A snapshot of changes in graziers’ management and attitudes towards dingoes over 60 years
Lily M. van Eeden A B C , Chris R. Dickman A , Mathew S. Crowther A and Thomas M. Newsome A BA Desert Ecology Research Group, School of Life and Environmental Sciences, University of Sydney, NSW 2006, Australia.
B School of Environmental and Forest Sciences, Box 352100, University of Washington, Seattle, WA 98195, USA.

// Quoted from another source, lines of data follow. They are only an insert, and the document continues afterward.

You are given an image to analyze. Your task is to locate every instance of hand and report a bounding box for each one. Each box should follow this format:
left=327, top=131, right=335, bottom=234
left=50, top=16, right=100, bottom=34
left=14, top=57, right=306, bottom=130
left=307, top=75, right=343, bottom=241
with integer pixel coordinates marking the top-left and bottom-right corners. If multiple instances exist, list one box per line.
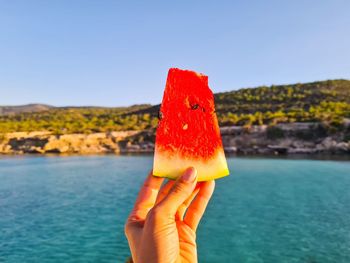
left=125, top=168, right=215, bottom=263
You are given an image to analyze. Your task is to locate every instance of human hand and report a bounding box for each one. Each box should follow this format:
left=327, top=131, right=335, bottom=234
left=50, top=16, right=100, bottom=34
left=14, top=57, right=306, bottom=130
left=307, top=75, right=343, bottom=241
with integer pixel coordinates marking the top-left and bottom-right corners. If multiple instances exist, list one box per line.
left=125, top=168, right=215, bottom=263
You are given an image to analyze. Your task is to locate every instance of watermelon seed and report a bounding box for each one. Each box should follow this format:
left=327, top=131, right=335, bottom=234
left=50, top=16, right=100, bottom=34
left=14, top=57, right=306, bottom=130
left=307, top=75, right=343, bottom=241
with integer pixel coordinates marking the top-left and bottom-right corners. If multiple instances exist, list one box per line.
left=191, top=104, right=199, bottom=110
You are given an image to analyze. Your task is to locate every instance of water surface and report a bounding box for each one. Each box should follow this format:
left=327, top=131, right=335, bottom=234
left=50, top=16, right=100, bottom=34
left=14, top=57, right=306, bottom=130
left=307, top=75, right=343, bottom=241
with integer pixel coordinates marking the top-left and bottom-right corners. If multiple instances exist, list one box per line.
left=0, top=155, right=350, bottom=263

C Corresponding author. Email: lily.vaneeden@sydney.edu.au
Pacific Conservation Biology 25(4) 413-420 https://doi.org/10.1071/PC18089
Submitted: 12 December 2018 Accepted: 3 March 2019 Published: 30 May 2019
Abstract
Livestock producers and governments have managed predators to protect livestock for millennia. But in recent decades attitudes towards predators and their management have shifted from solely killing towards coexistence and even conservation. In Australia, a continent-wide survey of graziers conducted in the 1950s provides an opportunity to consider how attitudes and practices surrounding dingo management have changed over the last 60 years. We created a survey that repeated questions and themes from the 1950s study and sent this to 75 of the properties where the original survey had been completed. We received 23 complete or semicomplete responses. Ground-baiting and shooting continue to form a major focus of management on the focal properties, while fewer respondents used trapping and fencing in the current survey than in the 1950s. Ten properties had adopted either or both of two lethal methods (aerial baiting and hiring professional doggers) since the 1950s survey. Unlike the 1950s survey, three respondents used non-lethal methods only (animal husbandry or livestock guardian animals) and indicated that they support maintaining dingoes in the landscape. This change, albeit small, may suggest that attitudes towards dingoes by graziers have diversified from solely lethal control. We discuss these trends and consider the future of dingo management in Australia. In accordance with changing attitudes among some producers, we suggest that governments must now consider the diversity of approaches to managing livestock in the presence of dingoes and offer more training and support for those methods that are proven effective.
Additional keywords: environmental history, human–wildlife conflict, pest control, predator management, wild dog, sheep grazing.